Cosa farà la Regione per supportare il settore?
“La prossima campagna Ocm prevede di destinare il 20% dei fondi comunitari (circa 8 milioni) alle attività di promozione verso i paesi extra Ue. Assieme ai fondi del Psr, destinati al mercato interno dell’Unione Europea, esistono gli strumenti finanziari per sostenere i produttori. Abbiamo dimostrato di saper lavorare bene, mettendoli nelle condizioni di affermarsi a tutti i livelli. Tantissimi mercati bussano alla nostra porta per manifestare un enorme interesse verso il brand Sicilia”.

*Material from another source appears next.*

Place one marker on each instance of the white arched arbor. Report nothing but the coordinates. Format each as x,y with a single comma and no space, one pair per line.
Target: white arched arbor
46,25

Fra le tante storie di imprenditori siciliani, Lei ha scelto di premiare col “benemerito” – un riconoscimento assegnato ogni anno dai venti assessori regionali all’Agricoltura – Nino Caravaglio, il primo a re-impiantare un vigneto nell’isola di Stromboli. Perché?
“Da un lato sono un romantico, dall’altro un appassionato del mondo delle nicchie virtuose. Noi abbiamo l’opportunità e il dovere di diversificare. Se tutti nel mondo facessimo lo stesso vino, non si capirebbe perché acquistare quello siciliano. Solo facendo leva sulle nostre peculiarità, riusciamo ad affermarci in maniera forte. Ecco: l’esempio di Caravaglio si muove in questa direzione. Produce il vino nelle anfore e la sua è una forma di agricoltura eroica, perché da quelle parti sarebbe difficile non solo produrre ma anche fare reddito. E’ stato bravo a declinare in chiave moderna e produttiva la nostra tradizione millenaria. Uno degli elementi chiave per sfondare è creare valore aggiunto”.
Il valore aggiunto costa…
“Ne siamo consapevoli. Ma la qualità è l’unica chiave per fare in modo che il consumatore sia disposto a pagare di più. Non dobbiamo mai dimenticare che i nostri costi di produzione sono elevati. Credo che per essere competitivi sia necessario ancorare un prodotto di per sé eccellente da un punto di vista organolettico a un territorio altrettanto suggestivo, capace di offrire percezione e sensazioni che altrove non si trovano. La Sicilia ne è capace”.